This was the period which saw the rise of Osamu Dazai, a writer widely renowned in Japan but little known in the U.S. Two of his books published in English – possibly the only two – are The Setting Sun and No Longer Human. I have to be honest – I respect that Dazai is so admired in Japan and think reading his books offer great insight into a complex, tortured man and the time in which he was writing (people began referring to those most deeply hurt by Japan’s defeat as “The Setting Sun generation” after that book’s publication). But I felt both were a bit uneven. The Setting Sun has great moments, but the ideas it expresses – especially through the pessimistic, heavily Nietzsche-influenced brother of the main character – often feel unfinished. Some sentences are insightful, others read like something a teenager who’d just started reading philosophy might think or write. Of course, that’s part of the point, as these stories reflect the uncertainty of the time. Still, Confessions of a Mask is more precise in its psychological study of humanity and  far more original in what it has to say.

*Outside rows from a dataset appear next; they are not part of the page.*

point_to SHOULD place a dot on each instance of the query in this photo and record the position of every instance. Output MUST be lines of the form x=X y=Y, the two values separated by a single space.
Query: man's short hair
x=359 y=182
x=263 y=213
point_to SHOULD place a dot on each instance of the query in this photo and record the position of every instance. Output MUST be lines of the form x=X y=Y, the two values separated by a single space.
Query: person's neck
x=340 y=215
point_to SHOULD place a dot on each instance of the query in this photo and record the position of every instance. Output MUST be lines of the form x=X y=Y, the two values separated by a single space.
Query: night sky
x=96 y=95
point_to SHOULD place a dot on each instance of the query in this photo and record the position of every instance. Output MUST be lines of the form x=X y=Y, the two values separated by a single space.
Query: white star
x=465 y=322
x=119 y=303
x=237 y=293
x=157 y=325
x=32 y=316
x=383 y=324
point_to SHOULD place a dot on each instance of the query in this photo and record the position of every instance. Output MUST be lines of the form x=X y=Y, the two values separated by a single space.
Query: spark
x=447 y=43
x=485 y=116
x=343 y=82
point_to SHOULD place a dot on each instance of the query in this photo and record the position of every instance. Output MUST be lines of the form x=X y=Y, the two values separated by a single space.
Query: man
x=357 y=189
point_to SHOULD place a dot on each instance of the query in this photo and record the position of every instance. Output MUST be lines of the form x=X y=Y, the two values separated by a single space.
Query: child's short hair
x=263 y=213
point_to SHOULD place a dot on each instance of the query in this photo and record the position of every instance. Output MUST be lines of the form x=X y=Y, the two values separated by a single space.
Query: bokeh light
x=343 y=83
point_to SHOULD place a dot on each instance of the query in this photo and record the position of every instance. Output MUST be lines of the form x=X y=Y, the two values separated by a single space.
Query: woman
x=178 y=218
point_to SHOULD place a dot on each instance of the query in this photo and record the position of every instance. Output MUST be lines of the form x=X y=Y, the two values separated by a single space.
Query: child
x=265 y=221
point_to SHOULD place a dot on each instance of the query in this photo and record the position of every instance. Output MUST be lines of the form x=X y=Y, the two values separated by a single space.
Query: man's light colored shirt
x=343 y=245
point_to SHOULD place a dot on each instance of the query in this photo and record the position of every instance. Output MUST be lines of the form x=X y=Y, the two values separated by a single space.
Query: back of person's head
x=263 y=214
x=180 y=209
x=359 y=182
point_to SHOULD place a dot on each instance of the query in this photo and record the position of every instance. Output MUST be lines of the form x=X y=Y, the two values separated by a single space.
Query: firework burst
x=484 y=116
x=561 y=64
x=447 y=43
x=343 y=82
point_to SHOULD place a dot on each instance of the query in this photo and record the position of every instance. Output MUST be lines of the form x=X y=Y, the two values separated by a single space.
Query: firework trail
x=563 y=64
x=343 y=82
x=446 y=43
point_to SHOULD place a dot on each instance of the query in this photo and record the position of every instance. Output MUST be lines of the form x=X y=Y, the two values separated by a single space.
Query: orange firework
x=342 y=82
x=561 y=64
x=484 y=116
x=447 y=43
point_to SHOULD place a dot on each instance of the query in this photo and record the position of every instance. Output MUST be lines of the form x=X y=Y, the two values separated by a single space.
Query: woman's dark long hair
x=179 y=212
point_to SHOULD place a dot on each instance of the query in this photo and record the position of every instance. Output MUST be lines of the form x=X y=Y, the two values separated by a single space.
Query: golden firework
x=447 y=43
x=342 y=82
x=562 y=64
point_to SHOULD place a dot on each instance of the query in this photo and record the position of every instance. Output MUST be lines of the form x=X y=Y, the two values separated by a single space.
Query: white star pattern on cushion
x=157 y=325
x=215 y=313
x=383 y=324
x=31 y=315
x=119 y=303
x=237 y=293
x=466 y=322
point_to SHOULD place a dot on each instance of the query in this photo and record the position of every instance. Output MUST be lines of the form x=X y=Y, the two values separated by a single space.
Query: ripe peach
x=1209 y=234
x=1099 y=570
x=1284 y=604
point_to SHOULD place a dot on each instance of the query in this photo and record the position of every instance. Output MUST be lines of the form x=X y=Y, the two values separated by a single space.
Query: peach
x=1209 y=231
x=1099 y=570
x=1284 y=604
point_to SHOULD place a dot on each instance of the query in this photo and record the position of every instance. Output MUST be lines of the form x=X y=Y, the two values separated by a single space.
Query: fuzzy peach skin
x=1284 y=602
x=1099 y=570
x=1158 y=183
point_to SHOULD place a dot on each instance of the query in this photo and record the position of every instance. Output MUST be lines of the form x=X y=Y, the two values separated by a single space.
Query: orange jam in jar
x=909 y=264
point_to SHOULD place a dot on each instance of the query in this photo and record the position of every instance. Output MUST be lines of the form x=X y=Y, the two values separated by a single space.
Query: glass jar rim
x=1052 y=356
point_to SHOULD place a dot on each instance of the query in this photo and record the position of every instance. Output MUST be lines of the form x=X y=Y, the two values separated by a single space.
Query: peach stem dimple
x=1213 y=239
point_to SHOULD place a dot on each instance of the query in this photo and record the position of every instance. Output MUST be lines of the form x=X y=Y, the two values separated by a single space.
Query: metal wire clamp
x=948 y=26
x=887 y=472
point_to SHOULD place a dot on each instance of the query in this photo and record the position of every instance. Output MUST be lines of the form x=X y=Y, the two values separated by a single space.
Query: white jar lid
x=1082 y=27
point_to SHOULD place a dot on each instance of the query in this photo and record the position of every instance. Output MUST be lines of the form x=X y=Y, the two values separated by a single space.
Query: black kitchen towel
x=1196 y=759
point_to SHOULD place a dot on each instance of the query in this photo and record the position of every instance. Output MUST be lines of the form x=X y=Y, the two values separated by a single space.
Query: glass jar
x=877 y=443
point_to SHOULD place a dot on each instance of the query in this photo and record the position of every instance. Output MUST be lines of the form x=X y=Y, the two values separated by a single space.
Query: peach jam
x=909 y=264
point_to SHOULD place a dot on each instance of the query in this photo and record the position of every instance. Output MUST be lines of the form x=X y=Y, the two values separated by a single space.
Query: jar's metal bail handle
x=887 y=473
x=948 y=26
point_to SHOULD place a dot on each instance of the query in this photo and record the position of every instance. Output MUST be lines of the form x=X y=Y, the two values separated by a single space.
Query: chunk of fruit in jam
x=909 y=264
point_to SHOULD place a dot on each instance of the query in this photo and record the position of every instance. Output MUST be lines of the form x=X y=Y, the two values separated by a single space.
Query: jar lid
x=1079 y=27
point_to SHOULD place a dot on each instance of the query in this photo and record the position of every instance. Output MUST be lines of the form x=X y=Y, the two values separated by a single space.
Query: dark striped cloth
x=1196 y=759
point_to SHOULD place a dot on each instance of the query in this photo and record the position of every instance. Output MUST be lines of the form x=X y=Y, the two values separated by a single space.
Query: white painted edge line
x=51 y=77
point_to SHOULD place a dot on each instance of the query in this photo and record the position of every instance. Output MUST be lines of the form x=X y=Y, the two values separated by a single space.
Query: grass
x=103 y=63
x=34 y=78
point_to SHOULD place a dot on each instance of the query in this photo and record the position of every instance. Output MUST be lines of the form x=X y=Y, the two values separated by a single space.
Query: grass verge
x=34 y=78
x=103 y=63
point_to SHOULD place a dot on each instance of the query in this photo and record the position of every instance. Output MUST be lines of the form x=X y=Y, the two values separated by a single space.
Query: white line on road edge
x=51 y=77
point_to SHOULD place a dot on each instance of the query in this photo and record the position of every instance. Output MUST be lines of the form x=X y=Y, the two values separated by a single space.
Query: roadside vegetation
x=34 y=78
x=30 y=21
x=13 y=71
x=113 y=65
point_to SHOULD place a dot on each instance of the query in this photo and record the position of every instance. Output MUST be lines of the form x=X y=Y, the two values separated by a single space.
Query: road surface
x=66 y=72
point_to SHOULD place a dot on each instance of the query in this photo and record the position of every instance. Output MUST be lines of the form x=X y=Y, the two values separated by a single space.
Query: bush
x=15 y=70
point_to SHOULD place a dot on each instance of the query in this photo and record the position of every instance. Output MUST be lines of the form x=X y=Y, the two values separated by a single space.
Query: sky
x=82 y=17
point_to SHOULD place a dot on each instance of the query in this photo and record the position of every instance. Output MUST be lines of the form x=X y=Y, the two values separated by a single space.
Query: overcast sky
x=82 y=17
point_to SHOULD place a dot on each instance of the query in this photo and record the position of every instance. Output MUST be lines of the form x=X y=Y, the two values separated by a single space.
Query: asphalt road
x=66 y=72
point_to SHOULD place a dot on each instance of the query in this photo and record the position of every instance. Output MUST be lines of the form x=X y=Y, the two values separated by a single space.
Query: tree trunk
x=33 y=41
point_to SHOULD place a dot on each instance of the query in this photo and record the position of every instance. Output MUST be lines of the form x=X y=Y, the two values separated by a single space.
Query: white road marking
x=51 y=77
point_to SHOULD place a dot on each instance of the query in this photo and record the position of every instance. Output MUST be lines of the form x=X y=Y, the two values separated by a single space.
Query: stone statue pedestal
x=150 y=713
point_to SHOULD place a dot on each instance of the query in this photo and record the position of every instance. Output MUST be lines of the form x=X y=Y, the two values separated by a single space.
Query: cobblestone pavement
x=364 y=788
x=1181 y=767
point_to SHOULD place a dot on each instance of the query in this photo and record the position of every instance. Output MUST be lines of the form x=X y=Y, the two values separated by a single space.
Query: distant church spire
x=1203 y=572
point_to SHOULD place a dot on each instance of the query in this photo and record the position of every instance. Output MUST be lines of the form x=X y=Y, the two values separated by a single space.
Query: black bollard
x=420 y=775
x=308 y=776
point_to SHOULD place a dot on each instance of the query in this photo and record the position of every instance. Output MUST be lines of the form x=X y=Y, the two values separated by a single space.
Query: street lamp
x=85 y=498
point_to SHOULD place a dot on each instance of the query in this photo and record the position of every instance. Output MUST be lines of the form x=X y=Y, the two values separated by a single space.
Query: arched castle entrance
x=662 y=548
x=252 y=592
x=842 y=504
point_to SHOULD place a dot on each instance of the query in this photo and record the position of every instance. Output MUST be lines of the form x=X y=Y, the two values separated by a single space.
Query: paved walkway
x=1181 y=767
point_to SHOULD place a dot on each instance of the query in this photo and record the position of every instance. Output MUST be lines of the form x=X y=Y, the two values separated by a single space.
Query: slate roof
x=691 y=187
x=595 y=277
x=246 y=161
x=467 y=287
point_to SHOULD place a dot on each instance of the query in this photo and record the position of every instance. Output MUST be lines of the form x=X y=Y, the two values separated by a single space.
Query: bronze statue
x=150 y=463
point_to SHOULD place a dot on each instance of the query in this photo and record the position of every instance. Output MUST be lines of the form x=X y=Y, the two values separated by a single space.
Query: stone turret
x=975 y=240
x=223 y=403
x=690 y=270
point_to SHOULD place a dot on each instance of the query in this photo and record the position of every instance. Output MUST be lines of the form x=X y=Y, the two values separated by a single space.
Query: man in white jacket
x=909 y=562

The other Dazai novel translated into English, No Longer Human, has the same pros and cons. It deals with isolation in a way similar to Confessions of a Mask, but ultimately doesn’t pack nearly as much of a punch because, to give just two reasons, 1. Oba’s, the narrator, feeling of isolation is never fully explained – Mishima doesn’t just explain his narrator’s isolation, he demonstrates it beautifully. And 2. There are times when Oba is frankly unlikable. Maybe I’m supposed to feel sorry for the character, but honestly, without a better understanding of why Oba felt the way he did, I could only see him as a nihilistic misanthrope who was narcissistically consumed by his despair, which he cared about more than any other human being, including those who show him the most care.

I may be being too harsh, particularly because this book was even more influenced by Dazai’s personal life than The Setting Sun. Dazai was a deeply troubled person with a tragically short life, and while I may not enjoy reading it as much as Mishima’s work, I can firmly say that it is an utterly honest book, and that counts for a hell of a lot.

So go read Confessions of a Mask. Now.

And then read The Setting Sun and No Longer Human…if you want.



  1. I think you are being too harsh on Dazai. Suicidalality does things to a person, whether you see it as a psychological problem or not (because he and his characters were Japanese, I hesitate to talk about it in terms of (or ONLY in terms of) individual psychology. But either way, the things you’re bothered about (especially not having a ‘reason’ for such melancholy) is the root of the problem with a lot of suicidal thoughts- they don’t go away just because you don’t have a reason for wanting to end your own life.


    1. Hi, Erica. Thanks for your comment. I think you make a good point and I agree that just because a person can’t point to a “reason” behind their suicidal thoughts doesn’t mean the depression is any less real or worthy or attention. I’d never want to suggest that. I think my harshness has more to do with the writing/plot structure than the content, per se. The formless malaise that can consume a person is certainly a worthy subject of literature; I simply think I got – I don’t want to say bored – but fatigued after a while of Dazai making the same points. I liked the book at the beginning, and there were moments I enjoyed quite a bit, but the more it went on, the more I felt like he’d made his point and should either move on, find new ways of expressing what the narrator was feeling, etc.

      In any case, I’m very glad I familiarized myself with Dazai’s writing. Thanks again for your comment and if you disagree with any of what I’ve just said I’m happy to continue thinking about the issue, as I’d hate to treat any book unfairly, especially one that deals with a topic so resonant with people around the world (not to mention the author himself, obviously).